Sir, I request to be informed of the details of the charges against me. Please, please, I need JAG representation, a lawyer, a law lover who will get things right and proper. My father was a general, and nothing made him prouder than when I entered West Point. His heart would break if he knew.

After a brutal battle with the Taliban, my best buddy had his legs blown off, and we struggled back to barracks and fell into bed. In the dark of night, I sweated with flashbacks of a mortar attack and the rockets red glare and bombs bursting in air, but our flag was still there, when all of a sudden the lights in the barracks snapped on. The intruders flashed Internal Affairs badges and yanked me out of my bed and marched me away. I don’t know why I’m here, sir, I just don’t know.

The young soldier began to sob and bang his head against the top drawer of the metal desk. That caused the other drawers to rattle and metallic sounds to echo off the walls of the cave. I knew how brave those soldiers are, and deep inside my animal hide, I felt sorry for him. The old man told him to man up, chin up, and get a grip on himself. Then the old man unsteadily stood up, and with his backside to the soldier and peering with half-opened eyes at no one, saluted. He then turned to the soldier.

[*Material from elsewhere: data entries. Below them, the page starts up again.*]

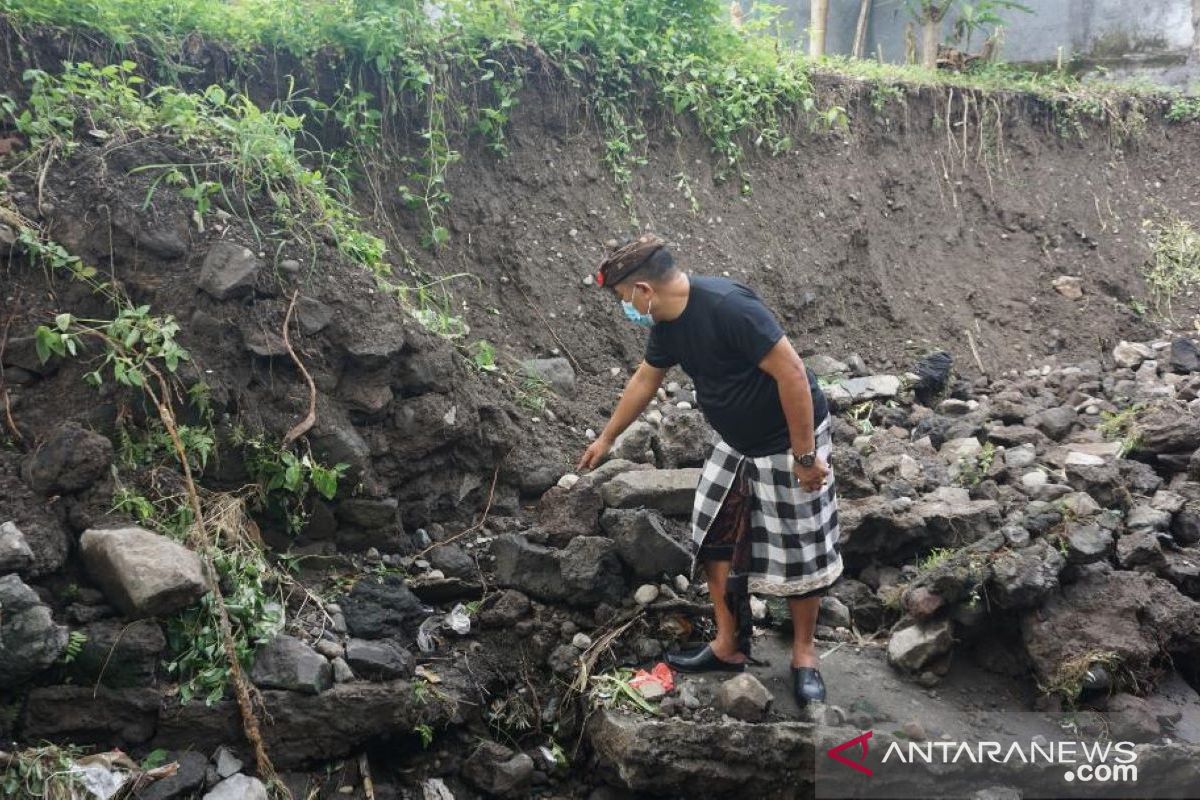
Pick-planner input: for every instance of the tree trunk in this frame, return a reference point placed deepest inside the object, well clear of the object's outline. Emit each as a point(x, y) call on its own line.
point(819, 12)
point(864, 12)
point(929, 31)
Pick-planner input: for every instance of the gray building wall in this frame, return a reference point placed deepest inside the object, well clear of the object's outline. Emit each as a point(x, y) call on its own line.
point(1101, 31)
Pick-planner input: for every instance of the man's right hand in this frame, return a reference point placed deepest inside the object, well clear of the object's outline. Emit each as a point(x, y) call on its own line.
point(594, 453)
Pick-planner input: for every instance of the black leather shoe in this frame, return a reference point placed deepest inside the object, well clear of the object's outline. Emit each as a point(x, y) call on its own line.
point(807, 685)
point(702, 661)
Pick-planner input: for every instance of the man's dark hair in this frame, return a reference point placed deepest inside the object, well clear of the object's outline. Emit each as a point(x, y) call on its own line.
point(658, 266)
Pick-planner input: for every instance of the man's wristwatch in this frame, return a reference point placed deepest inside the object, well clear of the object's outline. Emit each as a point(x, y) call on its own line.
point(805, 459)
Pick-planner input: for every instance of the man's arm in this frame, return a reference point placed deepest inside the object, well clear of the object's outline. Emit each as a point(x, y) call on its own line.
point(639, 392)
point(784, 364)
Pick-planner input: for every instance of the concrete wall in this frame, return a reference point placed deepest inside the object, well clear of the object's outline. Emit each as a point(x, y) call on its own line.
point(1107, 31)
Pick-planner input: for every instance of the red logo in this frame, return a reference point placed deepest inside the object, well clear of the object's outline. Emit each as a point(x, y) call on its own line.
point(835, 752)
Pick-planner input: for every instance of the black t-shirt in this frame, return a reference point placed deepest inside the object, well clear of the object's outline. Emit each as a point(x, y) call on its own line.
point(723, 334)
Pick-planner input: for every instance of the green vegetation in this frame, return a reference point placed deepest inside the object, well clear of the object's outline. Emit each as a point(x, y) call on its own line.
point(1174, 264)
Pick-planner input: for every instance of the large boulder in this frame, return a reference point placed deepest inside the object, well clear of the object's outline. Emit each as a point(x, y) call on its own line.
point(287, 662)
point(29, 639)
point(643, 542)
point(498, 771)
point(670, 491)
point(228, 271)
point(383, 609)
point(141, 572)
point(585, 572)
point(1138, 617)
point(71, 461)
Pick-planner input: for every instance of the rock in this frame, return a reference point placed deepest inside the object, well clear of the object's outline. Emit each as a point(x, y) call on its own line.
point(557, 373)
point(643, 543)
point(636, 443)
point(342, 672)
point(71, 461)
point(646, 594)
point(498, 771)
point(870, 388)
point(916, 647)
point(684, 439)
point(287, 662)
point(239, 787)
point(1185, 355)
point(1069, 286)
point(141, 572)
point(1131, 354)
point(15, 552)
point(228, 271)
point(585, 572)
point(1169, 428)
point(1135, 615)
point(1131, 719)
point(383, 609)
point(454, 561)
point(1023, 578)
point(1086, 542)
point(670, 491)
point(186, 780)
point(119, 654)
point(833, 613)
point(114, 717)
point(743, 697)
point(379, 660)
point(227, 764)
point(29, 639)
point(1139, 548)
point(508, 609)
point(1055, 422)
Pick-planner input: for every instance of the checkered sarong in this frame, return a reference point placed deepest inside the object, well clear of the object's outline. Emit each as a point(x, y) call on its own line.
point(793, 533)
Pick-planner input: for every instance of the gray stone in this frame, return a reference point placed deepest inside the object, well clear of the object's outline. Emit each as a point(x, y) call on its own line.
point(636, 443)
point(239, 787)
point(670, 491)
point(29, 639)
point(141, 572)
point(833, 613)
point(916, 647)
point(1086, 542)
point(379, 660)
point(585, 572)
point(498, 771)
point(229, 271)
point(557, 373)
point(743, 697)
point(227, 763)
point(453, 560)
point(1023, 578)
point(287, 662)
point(15, 552)
point(643, 543)
point(684, 439)
point(71, 461)
point(1131, 354)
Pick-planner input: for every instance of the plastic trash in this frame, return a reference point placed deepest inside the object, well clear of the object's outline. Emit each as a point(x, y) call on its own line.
point(459, 620)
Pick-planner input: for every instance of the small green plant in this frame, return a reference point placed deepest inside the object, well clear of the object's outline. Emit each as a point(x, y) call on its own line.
point(973, 468)
point(76, 639)
point(1122, 426)
point(1174, 265)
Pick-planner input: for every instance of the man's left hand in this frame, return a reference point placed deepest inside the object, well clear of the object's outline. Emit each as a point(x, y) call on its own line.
point(811, 477)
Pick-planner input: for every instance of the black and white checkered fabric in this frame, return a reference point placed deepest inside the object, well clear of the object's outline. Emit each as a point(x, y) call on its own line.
point(793, 531)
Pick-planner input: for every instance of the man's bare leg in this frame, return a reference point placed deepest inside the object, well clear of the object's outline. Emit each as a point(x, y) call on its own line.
point(725, 645)
point(804, 623)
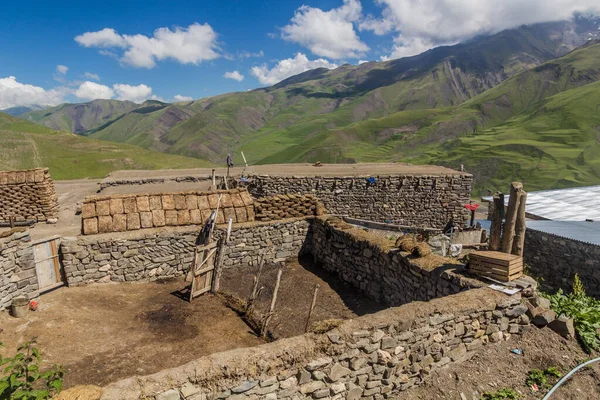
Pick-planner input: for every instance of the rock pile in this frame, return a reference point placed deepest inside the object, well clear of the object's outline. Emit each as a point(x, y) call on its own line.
point(102, 214)
point(28, 195)
point(284, 206)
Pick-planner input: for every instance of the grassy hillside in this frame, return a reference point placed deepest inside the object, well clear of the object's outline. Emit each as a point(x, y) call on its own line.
point(26, 145)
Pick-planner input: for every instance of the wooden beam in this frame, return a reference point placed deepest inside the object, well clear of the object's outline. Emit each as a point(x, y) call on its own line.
point(497, 217)
point(520, 227)
point(508, 236)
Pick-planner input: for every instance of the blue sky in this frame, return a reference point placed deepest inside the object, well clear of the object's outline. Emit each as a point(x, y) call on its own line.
point(56, 51)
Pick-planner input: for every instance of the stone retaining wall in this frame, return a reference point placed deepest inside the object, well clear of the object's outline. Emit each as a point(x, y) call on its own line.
point(273, 208)
point(372, 264)
point(17, 268)
point(118, 213)
point(370, 357)
point(27, 196)
point(556, 260)
point(420, 201)
point(154, 253)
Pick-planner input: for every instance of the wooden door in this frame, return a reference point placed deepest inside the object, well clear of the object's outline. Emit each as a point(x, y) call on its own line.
point(203, 269)
point(47, 264)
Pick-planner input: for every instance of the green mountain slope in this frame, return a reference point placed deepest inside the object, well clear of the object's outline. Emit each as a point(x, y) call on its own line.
point(309, 106)
point(26, 145)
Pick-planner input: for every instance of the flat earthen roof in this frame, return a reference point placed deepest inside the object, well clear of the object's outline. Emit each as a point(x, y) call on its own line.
point(363, 169)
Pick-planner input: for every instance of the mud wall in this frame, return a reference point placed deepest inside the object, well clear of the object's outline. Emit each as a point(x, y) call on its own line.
point(118, 213)
point(556, 260)
point(27, 195)
point(152, 254)
point(420, 201)
point(17, 268)
point(373, 265)
point(377, 355)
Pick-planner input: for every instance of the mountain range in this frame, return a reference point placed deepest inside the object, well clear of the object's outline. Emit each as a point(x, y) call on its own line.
point(507, 106)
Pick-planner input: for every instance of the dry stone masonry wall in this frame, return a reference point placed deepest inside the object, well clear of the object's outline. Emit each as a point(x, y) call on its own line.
point(27, 196)
point(17, 268)
point(371, 357)
point(152, 254)
point(284, 206)
point(374, 266)
point(556, 260)
point(412, 200)
point(118, 213)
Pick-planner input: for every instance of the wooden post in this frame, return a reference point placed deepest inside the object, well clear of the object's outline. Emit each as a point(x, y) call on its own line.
point(273, 301)
point(257, 277)
point(229, 228)
point(519, 242)
point(508, 236)
point(312, 307)
point(497, 217)
point(216, 284)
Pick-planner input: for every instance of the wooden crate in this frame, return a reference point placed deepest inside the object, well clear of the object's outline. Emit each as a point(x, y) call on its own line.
point(496, 265)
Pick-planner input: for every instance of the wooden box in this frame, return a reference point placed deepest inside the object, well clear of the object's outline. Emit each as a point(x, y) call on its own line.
point(496, 265)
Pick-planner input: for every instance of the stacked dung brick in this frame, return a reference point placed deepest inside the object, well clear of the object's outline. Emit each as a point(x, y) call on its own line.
point(27, 196)
point(118, 213)
point(273, 208)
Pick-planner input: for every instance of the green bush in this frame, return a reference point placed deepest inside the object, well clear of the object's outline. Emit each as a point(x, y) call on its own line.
point(22, 379)
point(585, 312)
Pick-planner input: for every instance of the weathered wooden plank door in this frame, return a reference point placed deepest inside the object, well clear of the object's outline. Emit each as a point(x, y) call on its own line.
point(47, 264)
point(203, 269)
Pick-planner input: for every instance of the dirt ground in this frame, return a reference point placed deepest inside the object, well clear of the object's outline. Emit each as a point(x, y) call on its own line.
point(495, 367)
point(104, 333)
point(335, 298)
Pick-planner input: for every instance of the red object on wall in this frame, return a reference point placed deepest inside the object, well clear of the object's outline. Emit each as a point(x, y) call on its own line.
point(472, 207)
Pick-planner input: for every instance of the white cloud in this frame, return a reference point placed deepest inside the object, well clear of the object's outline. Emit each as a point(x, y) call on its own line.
point(421, 25)
point(327, 33)
point(14, 93)
point(92, 91)
point(190, 45)
point(107, 37)
point(62, 69)
point(178, 97)
point(90, 75)
point(137, 94)
point(234, 75)
point(288, 67)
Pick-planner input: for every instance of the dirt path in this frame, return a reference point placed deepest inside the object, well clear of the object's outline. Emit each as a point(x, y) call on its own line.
point(335, 298)
point(495, 367)
point(108, 332)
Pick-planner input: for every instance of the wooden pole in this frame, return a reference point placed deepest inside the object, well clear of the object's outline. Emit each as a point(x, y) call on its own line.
point(216, 284)
point(312, 307)
point(273, 301)
point(508, 236)
point(497, 217)
point(257, 277)
point(520, 228)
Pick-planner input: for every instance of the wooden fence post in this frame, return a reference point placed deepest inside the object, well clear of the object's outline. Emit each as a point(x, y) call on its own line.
point(516, 191)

You’re now in the toughest battle, the battle within. Back in Desert Storm, I was deep in the desert on patrol with Jack, Jim, and Johnny, the hardest-hitting Marines that ever came out of a bottle. A hellish sandstorm blew up, the sky vanished, and we were lost within the sandy earth. I lay down to die with my gun in my hands, and I was entombed in sand. But soon, suddenly, came a monsoon. I rose, born again in that rain. You too can rise again. The victor in battle is the loser. If you’re being tried for treason, you’re a loyal soldier. Let me tell you a lovely, true story I heard from my friends. And so he began.

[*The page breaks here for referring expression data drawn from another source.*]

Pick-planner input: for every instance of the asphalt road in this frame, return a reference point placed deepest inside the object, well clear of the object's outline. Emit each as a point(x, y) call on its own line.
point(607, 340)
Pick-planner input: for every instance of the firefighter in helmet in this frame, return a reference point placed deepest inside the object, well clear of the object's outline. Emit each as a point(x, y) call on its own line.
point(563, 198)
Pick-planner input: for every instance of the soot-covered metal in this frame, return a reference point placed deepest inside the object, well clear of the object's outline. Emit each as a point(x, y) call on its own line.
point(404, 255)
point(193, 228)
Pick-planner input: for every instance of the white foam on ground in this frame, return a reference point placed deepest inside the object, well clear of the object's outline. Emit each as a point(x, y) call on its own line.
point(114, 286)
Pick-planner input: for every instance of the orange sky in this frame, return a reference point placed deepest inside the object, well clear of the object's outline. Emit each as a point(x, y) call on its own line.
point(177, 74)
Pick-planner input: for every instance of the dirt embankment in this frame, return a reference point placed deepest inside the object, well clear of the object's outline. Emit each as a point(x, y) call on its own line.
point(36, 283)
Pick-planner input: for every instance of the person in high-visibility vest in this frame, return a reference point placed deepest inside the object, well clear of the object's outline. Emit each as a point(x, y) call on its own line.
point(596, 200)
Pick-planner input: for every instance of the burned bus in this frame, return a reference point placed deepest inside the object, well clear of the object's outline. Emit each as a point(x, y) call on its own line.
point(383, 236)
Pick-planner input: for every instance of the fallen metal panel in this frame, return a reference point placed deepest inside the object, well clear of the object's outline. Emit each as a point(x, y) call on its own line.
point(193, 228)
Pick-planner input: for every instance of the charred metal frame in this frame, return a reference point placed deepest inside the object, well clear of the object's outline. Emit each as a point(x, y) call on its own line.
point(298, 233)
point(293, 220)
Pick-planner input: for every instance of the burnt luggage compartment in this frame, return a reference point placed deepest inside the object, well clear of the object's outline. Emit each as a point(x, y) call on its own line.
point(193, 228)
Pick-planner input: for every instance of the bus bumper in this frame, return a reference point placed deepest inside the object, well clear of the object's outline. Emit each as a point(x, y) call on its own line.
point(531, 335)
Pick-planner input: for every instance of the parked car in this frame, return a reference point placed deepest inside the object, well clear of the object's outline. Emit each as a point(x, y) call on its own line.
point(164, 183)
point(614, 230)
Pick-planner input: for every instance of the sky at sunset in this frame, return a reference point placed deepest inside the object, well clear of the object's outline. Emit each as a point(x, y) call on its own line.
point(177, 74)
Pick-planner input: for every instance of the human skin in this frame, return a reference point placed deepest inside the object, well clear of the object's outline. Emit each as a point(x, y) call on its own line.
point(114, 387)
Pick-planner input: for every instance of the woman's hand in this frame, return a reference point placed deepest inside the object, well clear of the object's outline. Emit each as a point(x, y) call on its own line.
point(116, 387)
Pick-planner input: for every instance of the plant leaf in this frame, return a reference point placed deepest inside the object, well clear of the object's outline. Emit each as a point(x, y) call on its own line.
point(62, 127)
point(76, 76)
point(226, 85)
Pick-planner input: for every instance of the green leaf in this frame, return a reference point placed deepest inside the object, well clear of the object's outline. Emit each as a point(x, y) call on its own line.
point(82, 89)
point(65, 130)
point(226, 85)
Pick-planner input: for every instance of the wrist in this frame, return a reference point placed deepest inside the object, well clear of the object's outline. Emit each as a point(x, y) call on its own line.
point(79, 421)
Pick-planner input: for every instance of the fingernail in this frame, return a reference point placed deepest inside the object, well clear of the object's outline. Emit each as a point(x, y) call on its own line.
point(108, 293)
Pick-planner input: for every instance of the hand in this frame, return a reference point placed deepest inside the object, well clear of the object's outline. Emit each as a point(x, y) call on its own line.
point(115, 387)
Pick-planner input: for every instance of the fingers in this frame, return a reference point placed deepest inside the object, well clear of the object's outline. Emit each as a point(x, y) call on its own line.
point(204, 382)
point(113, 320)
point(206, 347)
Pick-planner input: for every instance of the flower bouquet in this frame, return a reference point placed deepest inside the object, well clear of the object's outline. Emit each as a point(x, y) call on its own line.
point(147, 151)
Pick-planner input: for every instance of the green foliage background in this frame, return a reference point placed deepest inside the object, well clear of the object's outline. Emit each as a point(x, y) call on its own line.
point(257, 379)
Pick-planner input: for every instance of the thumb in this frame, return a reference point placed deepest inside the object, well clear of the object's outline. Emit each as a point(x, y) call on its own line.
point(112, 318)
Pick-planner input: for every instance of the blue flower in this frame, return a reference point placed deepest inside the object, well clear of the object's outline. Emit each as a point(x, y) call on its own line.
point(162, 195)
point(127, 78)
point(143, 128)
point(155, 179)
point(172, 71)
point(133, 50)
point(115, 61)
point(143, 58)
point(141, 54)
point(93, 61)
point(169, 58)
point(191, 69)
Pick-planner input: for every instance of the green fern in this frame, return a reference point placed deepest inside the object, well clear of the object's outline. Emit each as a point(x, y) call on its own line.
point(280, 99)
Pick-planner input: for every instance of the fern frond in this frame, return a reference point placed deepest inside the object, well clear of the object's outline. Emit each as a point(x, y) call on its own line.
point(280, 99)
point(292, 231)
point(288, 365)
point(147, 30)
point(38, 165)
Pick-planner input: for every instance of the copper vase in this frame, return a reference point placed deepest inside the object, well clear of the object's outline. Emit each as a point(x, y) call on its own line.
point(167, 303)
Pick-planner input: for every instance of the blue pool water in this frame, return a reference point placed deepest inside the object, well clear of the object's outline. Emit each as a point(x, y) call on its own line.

Back in the days before women in combat meant pencil-pushing pussy jobs, there was a feared and ferocious Taliban fighter known as Aphrodite. She was beautiful and deadly. Central command sent special ops after her, man after man. But no matter how big the gun, and no matter how tightly he bound himself to it, she would shake him until he was numb, and then behead him.

Afghan cover girl for National Geographic

Mercury grew up working in the family grocery store in rural Tennessee. To earn more money he also carried the job of the local postman. One fateful day there came in the mail a sensational issue of National Geographic. He knew in his loins right away that he would lose it. On the cover was a stunningly beautiful Afghan girl with big green eyes that drew you in like a whirlpool. Just on the cusp of manhood, he spent many hours at night in the woods spending himself with the Afghan cover girl. He never delivered the issue. He desperately wanted to find her, or at least a wild, exotic girl like her.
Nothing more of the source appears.